An old trick for cooking garbanzo beans in particular involves baking soda. I haven’t researched the science of why it works, but adding a pinch of baking soda to the water helps hard beans (like garbanzo and lima) cook faster but maybe more importantly … the baking soda alters the final texture. Hummus made with baking soda-chickpeas turns out smoother and silkier. Try it — you’ll be impressed! Your homemade hummus will have the same luscious texture of those at the finest Middle Eastern restaurants.

Now Eat!

That’s it! Cooking dried beans is easy, economical, and offers endless variations. Cooled, cooked dried beans can be packed in useful-for-your-house sized containers (covered in their cooking liquid to keep from freezer burn) and frozen for up to 3 months. Often, on weekends when I’m feeling thrifty, I’ll cook a pound of plain black or pinto beans (our favorites) and separate into quart or pint containers for the freezer. One pound of dried beans, cooked, will yield about 6 cups of cooked beans (and for reference, there are about 2 cups of dried beans in one pound). I’ll pull one out at the beginning of each week and we’ll have enough beans to fill out several meals that week. We love beans with migas, or beans in taco salad, veggie bean burgers, and black bean or minestrone soup. Hummus can be made with fresh cooked garbanzo beans.  And these homemade “Ranch style” beans are the most delicious in the world. Beans! It’s what’s for dinner?

7 Comments

  1. leonard on January 21, 2013 at 7:26 pm

    I like beans!

    • Hilah on January 22, 2013 at 2:32 pm

      Me too!

    • julia on January 17, 2014 at 2:13 pm

      Beans, beans, the magical fruit
      the more you eat, the more you toot
      The more you toot, the better you feel
      So eat some beans with every meal.

      My brothers used to say this every time we had beans. Sad but true!!!
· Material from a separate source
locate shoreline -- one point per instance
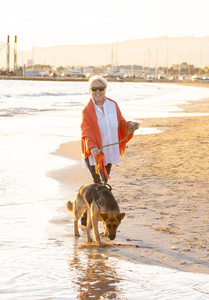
(164, 195)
  2. Olaf on March 10, 2016 at 3:33 am

    Hilah, I seem to remember you writing either here or in the FB group that you use a slow cooker to prepare beans? I’m unable to find that comment so did I imagine it? If not, can you comment on why that might be a good way to prepare beans and how you do it? I’m a bit on the fence on getting one. We’re vegan, so the sole purpose for such a device would be to cook beans I guess. Can’t see it being useful to make slow cooked Tofu… 😉

    • Hilah on March 10, 2016 at 10:04 am

      Hi Olaf!
      Sure thing. Here’s how I cook pinto beans in the slow cooker (copied from my slow cooker cookbook) but you can use the same ratio of beans:water to cook any other kind of bean you like.

      1 pound pinto beans
      5 1/2 cups water
      1 onion, chopped coarsely
      4 large cloves garlic, peeled
      1 jalapeño, stemmed and halved lengthwise
      1 tablespoon butter or oil
      2 teaspoons salt

      1. Pick over the beans and rinse them in a colander. Put everything in the slow cooker.
      2. Cover and cook 8-10 hours on low or 4-5 hours on high until the beans are very soft.
      3. Remove the jalapeño and serve. If you like, you can mash the beans with a potato masher or immersion blender before serving.

      Slow cookers are also good for baking whole potatoes, if you like baked potatoes without heating up the whole oven.

  3. Pia on February 18, 2017 at 12:28 pm

    The reason to soak beans, lentils, chickpeas is to get rid of some of the purine, wich has to be considered by cout and arthritis. That’s what we learned in Switzerland.